Plaintiff’s proof in opposition thereto was insufficient to create a fact question on the issue of actual malice. Plaintiff submitted only an affidavit by his attorney, made without personal knowledge and thus with no probative value on a motion for summary judgment (Chickering v Colonial Life Ins. Co. of Amer., 51 AD2d 566, 567). The complaint contains only *250conclusory allegations that the statements were made with actual malice, and the bill of particulars contains no factual allegations whatsoever tending to show that defendants knew that the charges in the articles and editorials were false or that they were made with reckless disregard of whether they were false or not.

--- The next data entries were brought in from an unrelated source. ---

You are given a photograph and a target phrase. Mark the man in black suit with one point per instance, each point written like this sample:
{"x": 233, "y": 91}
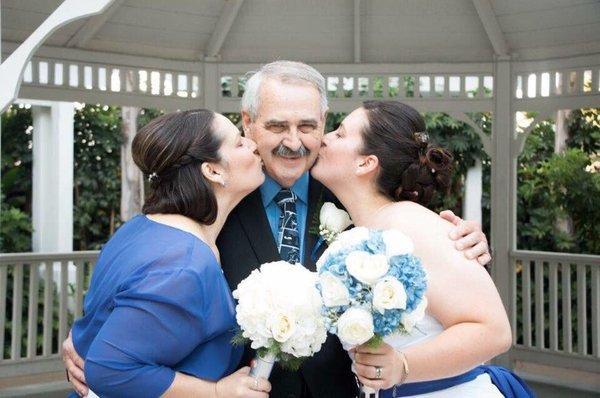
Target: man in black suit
{"x": 283, "y": 110}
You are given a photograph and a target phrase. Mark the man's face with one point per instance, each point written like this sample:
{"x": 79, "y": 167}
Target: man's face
{"x": 288, "y": 129}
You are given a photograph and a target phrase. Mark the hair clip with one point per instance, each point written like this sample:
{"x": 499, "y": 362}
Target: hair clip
{"x": 421, "y": 137}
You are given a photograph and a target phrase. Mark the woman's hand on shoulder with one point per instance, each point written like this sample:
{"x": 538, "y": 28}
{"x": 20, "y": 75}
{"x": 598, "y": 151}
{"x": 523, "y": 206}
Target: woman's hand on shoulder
{"x": 468, "y": 237}
{"x": 368, "y": 359}
{"x": 241, "y": 385}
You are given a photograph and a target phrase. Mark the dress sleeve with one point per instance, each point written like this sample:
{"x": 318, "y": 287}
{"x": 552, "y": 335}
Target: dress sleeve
{"x": 157, "y": 320}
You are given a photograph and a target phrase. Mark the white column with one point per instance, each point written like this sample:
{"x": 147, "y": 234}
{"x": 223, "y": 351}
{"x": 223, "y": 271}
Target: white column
{"x": 503, "y": 188}
{"x": 473, "y": 190}
{"x": 212, "y": 86}
{"x": 52, "y": 203}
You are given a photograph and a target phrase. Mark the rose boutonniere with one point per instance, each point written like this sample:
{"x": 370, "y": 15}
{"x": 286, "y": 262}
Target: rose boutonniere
{"x": 332, "y": 221}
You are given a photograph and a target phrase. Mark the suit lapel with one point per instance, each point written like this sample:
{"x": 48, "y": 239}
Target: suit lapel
{"x": 315, "y": 192}
{"x": 256, "y": 227}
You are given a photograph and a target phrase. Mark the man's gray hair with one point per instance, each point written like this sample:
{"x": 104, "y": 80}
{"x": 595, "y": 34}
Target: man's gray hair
{"x": 286, "y": 72}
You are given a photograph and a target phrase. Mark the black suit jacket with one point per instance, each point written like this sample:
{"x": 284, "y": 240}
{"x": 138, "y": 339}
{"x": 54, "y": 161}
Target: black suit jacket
{"x": 245, "y": 243}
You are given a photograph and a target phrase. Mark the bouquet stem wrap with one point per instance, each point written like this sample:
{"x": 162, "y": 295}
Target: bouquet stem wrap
{"x": 263, "y": 366}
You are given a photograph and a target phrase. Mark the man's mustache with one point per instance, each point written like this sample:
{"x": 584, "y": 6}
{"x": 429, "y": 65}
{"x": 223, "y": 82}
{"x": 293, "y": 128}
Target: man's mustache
{"x": 286, "y": 152}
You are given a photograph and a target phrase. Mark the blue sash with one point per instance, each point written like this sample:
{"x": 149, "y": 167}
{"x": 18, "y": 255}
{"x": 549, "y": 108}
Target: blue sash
{"x": 509, "y": 384}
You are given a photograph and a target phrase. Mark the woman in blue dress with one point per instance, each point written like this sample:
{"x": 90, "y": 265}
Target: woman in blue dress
{"x": 159, "y": 315}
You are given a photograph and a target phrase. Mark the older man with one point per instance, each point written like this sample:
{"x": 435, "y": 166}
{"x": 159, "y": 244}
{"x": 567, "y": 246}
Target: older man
{"x": 283, "y": 111}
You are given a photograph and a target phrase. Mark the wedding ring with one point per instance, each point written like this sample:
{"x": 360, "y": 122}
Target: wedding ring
{"x": 378, "y": 370}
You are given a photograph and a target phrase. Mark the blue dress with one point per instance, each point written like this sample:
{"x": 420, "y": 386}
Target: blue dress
{"x": 158, "y": 303}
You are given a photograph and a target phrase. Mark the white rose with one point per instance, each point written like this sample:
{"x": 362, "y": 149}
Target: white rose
{"x": 410, "y": 319}
{"x": 396, "y": 243}
{"x": 334, "y": 219}
{"x": 367, "y": 268}
{"x": 333, "y": 290}
{"x": 282, "y": 326}
{"x": 355, "y": 327}
{"x": 389, "y": 294}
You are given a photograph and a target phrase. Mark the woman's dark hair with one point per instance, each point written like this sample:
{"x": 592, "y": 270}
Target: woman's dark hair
{"x": 169, "y": 150}
{"x": 411, "y": 168}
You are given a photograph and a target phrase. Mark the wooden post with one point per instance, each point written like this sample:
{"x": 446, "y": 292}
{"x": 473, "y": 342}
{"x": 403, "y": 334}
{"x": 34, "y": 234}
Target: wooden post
{"x": 503, "y": 182}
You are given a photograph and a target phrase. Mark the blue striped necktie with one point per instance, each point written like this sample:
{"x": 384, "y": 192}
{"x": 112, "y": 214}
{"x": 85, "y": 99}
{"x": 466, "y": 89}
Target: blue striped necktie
{"x": 288, "y": 241}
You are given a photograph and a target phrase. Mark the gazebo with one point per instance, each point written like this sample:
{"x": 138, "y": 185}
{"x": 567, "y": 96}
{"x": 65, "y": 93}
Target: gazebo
{"x": 454, "y": 56}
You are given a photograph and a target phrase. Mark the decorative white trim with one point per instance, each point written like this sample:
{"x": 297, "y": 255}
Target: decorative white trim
{"x": 92, "y": 26}
{"x": 11, "y": 70}
{"x": 492, "y": 27}
{"x": 224, "y": 24}
{"x": 357, "y": 32}
{"x": 486, "y": 140}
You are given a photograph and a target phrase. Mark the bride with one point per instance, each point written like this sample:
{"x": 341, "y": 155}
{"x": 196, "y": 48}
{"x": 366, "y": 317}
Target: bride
{"x": 379, "y": 164}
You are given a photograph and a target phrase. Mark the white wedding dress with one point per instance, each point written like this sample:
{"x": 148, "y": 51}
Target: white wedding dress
{"x": 427, "y": 328}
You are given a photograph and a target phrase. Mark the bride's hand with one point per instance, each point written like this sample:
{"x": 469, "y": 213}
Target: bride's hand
{"x": 241, "y": 385}
{"x": 367, "y": 360}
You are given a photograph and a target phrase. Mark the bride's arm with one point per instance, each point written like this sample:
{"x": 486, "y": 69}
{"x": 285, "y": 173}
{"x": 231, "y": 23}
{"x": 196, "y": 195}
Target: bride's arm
{"x": 238, "y": 384}
{"x": 463, "y": 298}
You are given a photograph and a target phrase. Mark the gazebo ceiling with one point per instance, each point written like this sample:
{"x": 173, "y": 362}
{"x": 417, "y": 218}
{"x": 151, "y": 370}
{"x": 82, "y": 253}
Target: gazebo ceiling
{"x": 319, "y": 31}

Plaintiff has made no showing that defendants "in fact entertained serious doubts as to the truth of [their] publication^]” (St. Amant v Thompson, 390 US 727, 731); or made "a showing of highly unreasonable conduct constituting an extreme departure from the standards of investigation and reporting ordinarily adhered to by responsible publishers” (Curtis Pub. Co. v Butts, 388 US 130, 155); or showed a "high degree of awareness of * * * probable falsity” (Garrison v Louisiana, 379 US 64, 74). Additionally, the opinions expressed in the editorials were supported by facts which were set forth, and, therefore, the opinions, whether false or libelous, may not be the subject of a private defamation action (Rinaldi v Holt, Rinehart & Winston, 42 NY2d 369, 380, supra).

Accordingly, defendants’ motion for summary judgment should have been granted.

The order should be reversed, on the law, without costs, the motion granted, and the complaint dismissed.

Greenblott, J. P., Staley, Jr., Main, Mikoll and Herlihy, JJ., concur.

Order reversed, on the law, without costs, motion granted, and complaint dismissed.